We were gratified that the Liberal government re-engaged in child care following the 2015 election. We welcomed the multi-year funding commitment for early learning and child care in the 2017 federal budget, and the negotiation of a multilateral agreement with the provinces and territories on early learning and child care.

However, the federal government must and can do more. First, we want the Government of Canada to increase its spending on child care by an additional $1 billion each year over 10 years to meet international benchmark standards. We recognize and applaud the Liberal promise to fund the creation of 250,000 new child care spaces for school-aged children.
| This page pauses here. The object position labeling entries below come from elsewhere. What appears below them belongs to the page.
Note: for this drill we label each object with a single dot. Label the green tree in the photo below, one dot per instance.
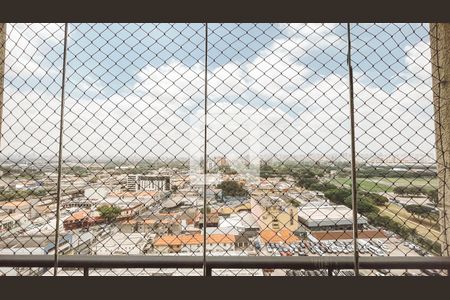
(419, 210)
(266, 171)
(306, 178)
(433, 196)
(374, 198)
(338, 195)
(109, 213)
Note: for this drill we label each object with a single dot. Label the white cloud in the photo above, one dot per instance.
(272, 90)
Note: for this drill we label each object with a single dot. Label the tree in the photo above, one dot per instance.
(376, 199)
(109, 213)
(232, 188)
(433, 196)
(404, 190)
(419, 210)
(266, 171)
(338, 195)
(306, 178)
(208, 210)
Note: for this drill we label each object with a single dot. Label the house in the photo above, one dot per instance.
(323, 216)
(284, 235)
(80, 219)
(160, 224)
(212, 220)
(194, 243)
(273, 214)
(121, 244)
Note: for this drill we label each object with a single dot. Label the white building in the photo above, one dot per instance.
(139, 182)
(121, 244)
(322, 216)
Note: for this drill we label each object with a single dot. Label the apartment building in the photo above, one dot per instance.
(271, 213)
(193, 243)
(139, 182)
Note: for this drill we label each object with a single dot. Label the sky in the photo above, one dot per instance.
(138, 90)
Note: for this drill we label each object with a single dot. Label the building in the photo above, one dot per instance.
(348, 235)
(212, 220)
(139, 182)
(323, 216)
(80, 219)
(194, 243)
(274, 214)
(284, 236)
(123, 197)
(159, 223)
(121, 244)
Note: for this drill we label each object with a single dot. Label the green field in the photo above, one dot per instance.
(377, 185)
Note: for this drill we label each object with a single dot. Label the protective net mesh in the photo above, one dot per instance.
(262, 108)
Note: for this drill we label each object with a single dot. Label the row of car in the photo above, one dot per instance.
(285, 249)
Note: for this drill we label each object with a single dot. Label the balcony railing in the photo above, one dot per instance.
(196, 262)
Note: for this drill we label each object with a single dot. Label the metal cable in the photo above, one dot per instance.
(353, 153)
(444, 225)
(205, 156)
(61, 132)
(2, 72)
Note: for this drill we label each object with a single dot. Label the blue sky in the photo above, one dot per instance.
(134, 89)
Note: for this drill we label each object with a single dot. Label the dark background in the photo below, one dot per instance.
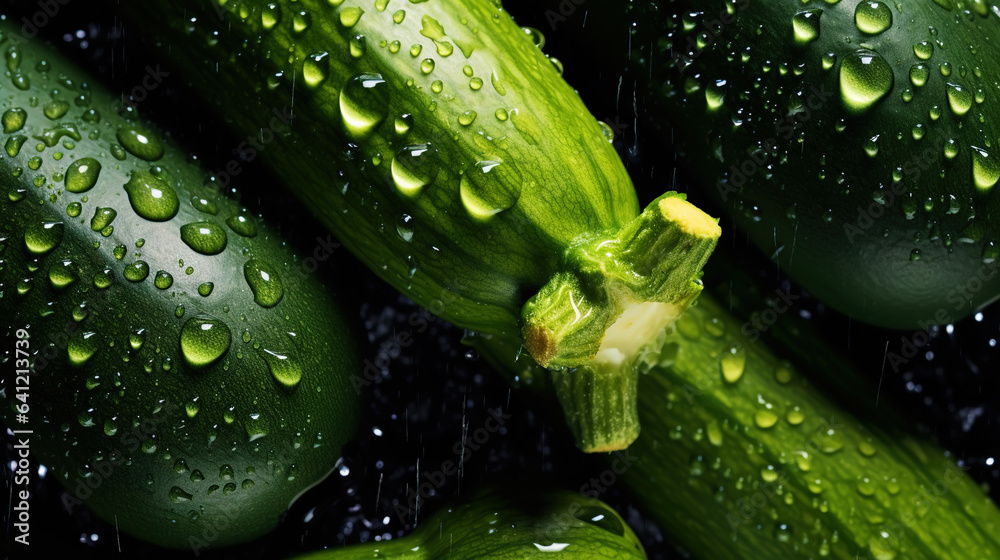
(436, 384)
But we also need to see additional funds for the creation of more affordable infant, toddler and preschool child care in order to address the desperate shortage of supply.

Second, we want the federal government to negotiate new bilateral funding agreements with the provinces and territories, agreements that will simultaneously raise the quality of child care by lifting up the wages, working conditions and education of the child care workforce; increase access by substantially increasing the supply of high-quality, inclusive, flexible licensed child care for all age groups, using a publicly planned and managed approach; and make child care affordable for parents by providing direct operating funding to services.
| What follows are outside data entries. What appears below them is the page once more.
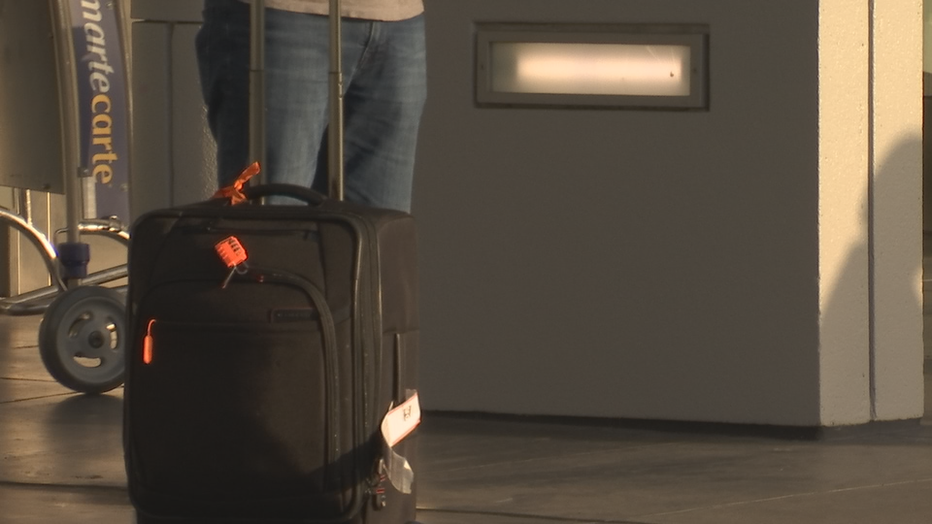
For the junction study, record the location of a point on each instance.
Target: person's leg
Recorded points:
(384, 100)
(385, 83)
(222, 47)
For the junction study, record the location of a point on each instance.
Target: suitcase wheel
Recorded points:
(82, 339)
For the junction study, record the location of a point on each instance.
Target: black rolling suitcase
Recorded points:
(271, 374)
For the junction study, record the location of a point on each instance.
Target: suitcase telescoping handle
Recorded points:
(257, 138)
(304, 194)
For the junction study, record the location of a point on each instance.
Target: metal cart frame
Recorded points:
(82, 335)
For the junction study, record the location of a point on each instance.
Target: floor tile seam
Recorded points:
(38, 486)
(43, 397)
(552, 457)
(525, 516)
(788, 497)
(23, 379)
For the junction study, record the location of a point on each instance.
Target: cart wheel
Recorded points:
(82, 339)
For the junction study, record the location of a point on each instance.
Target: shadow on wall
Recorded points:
(871, 353)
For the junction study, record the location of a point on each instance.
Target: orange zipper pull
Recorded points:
(147, 344)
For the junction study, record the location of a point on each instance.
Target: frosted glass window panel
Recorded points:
(606, 66)
(591, 69)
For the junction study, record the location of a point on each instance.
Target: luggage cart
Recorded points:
(82, 99)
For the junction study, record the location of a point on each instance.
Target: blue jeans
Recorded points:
(385, 85)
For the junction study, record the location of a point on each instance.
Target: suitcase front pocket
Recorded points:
(229, 409)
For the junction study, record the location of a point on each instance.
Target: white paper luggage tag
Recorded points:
(401, 421)
(398, 424)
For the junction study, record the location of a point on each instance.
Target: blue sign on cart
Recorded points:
(102, 96)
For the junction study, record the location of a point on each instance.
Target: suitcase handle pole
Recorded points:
(335, 130)
(257, 87)
(257, 136)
Third, we want to see legislation that enshrines Canada’s commitment to child care with an entitlement for all children. The legislation should set out the principles, conditions and accountability mechanisms for federal transfer payments to the provinces and territories similar to the Canada Health Act.

Fourth, we ask the federal government to deliver on its election promise to establish and fund a federal child care secretariat to lead and coordinate the federal government’s child care work.

Fifth, we ask that the federal government continue to fund and support the implementation of the indigenous early learning and child care framework to ensure that all indigenous children have access to spiritually enriching, culturally relevant, high-quality child care.

Thank you very much.

5:55 p.m.

Liberal

The Chair Liberal Wayne Easter

Thank you very much, Ms. Ballantyne.

I hate to go to four-minute rounds. Maybe we can do roughly four-minute rounds, possibly five minutes. I'd like to get eight people in. I guess nobody is getting out on flights tonight anyway.

We can start with Mr. Lawrence. We'll hold people to slightly less than five minutes.

Go ahead.

5:55 p.m.

Conservative

Philip Lawrence Conservative Northumberland—Peterborough South, ON

Thank you.

If it's okay, Chair, I want to discuss the impact of the carbon tax on agriculture. I would invite Scott, Pierre or David to respond to my question.

Some recent studies coming out of the Manitoba and Saskatchewan agricultural societies, as it were, have commented on the fact that there is a 12% increase in input costs—a $15,000 average cost. I'm wondering if your organizations have done any studies or could shed some light as to the impact on farmers and the sector of the carbon tax.